But what of a silver pot in which to place it? These came into being following her discovery and had become established by the middle of the century. Early examples were drum-shaped or cylindrical, and sometimes oval or octagonal with flat, hinged lids in which a groove was left at the side for the insertion of a ladle-shaped spoon. From the early 1760s silversmiths listed tankards with hinged lids as mustard tankards, although they had been in use earlier. They were made from a sheet of silver, joined by a soldered seam beneath the handle. Lids were raised by a thumbpiece which was decoratively cast and chased. Handles were scroll or S-shaped. Moulding would usually strengthen the rim and base of the pot. Pierced examples with blue-glass liners were fashionable, being hand-pierced originally and pierced by the fly-press at a later date. The vase-shaped pot was in vogue during the last 30 years or so of the eighteenth century, as was the elliptical shape. At the end of the century, straight-sided oval pots appeared, decorated as the other forms, with beading, engraving and bright-cutting. Also making their appearance at this time were rectangular and barrel-shaped pots.

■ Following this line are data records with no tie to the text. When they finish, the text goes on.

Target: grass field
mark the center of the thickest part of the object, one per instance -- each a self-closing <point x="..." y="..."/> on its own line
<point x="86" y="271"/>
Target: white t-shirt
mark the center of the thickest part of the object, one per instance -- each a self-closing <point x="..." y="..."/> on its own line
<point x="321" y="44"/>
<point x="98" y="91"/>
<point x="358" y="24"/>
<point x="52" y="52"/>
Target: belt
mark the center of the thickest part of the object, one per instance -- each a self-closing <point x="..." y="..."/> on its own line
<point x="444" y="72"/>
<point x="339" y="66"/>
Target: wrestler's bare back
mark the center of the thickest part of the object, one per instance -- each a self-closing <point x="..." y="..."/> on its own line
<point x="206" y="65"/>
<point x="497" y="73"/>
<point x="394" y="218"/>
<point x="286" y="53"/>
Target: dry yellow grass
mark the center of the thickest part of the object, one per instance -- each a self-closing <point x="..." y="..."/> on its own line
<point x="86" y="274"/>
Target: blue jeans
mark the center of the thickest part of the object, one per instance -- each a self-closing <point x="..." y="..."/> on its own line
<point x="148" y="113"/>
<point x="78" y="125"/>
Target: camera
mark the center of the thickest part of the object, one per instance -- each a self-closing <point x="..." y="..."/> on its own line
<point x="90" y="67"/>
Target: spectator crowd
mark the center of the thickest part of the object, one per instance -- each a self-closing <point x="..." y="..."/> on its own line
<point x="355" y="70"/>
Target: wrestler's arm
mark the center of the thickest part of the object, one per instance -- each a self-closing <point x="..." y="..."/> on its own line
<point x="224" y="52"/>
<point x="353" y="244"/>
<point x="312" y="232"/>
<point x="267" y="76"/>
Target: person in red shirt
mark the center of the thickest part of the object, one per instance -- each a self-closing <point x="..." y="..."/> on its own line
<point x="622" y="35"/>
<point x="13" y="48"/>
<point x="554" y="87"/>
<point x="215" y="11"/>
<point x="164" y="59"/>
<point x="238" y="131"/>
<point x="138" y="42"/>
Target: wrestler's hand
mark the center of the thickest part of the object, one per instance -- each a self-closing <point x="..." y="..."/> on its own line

The Regency era saw the emergence of matching sets of domestic silver, and an assortment of matching salt and mustard pots now began to pour forth from manufacturing silversmiths. It was natural, then, that the cruet, with its silver or silver-mounted containers grouped together, grew in popularity. By the second and third decades of the nineteenth century, the cylindrical mustard pot was altogether heavier with thicker cast S-shaped handles, incorporating more elaborate mouldings around the rim and base. Various new shapes appeared including a compressed circular form chased with naturalistic patterns and pear-shaped pots. Hexagonal or octagonal pots were pierced or engraved.
In the early years of Queen Victoria’s reign designs became most fanciful and included the bizarre, like the pot with the handle incorporating a monkey with a look of horror on its face and its tongue lolling out. Was this a device to let us know that the stuff was hot? Animal shapes and novelties abounded, from plump porkers to kittens; sometimes demure, sometimes grotesque. Among the novelties was a busby, made in 1908, crested and engraved with the motto ‘I am ready’, its accompanying mustard spoon having a cockade handle. Another was a riding boot with a whip-handle spoon. Among Art Nouveau pieces was one designed by C. R. Ashbee and made by the Guild of Handicraft at the turn of the century. This elegant little piece with its simple, flowing lines, tapering in towards the top, and pierced above the waist, has a slightly-domed overlapping cover, its finial set with a semi-precious stone.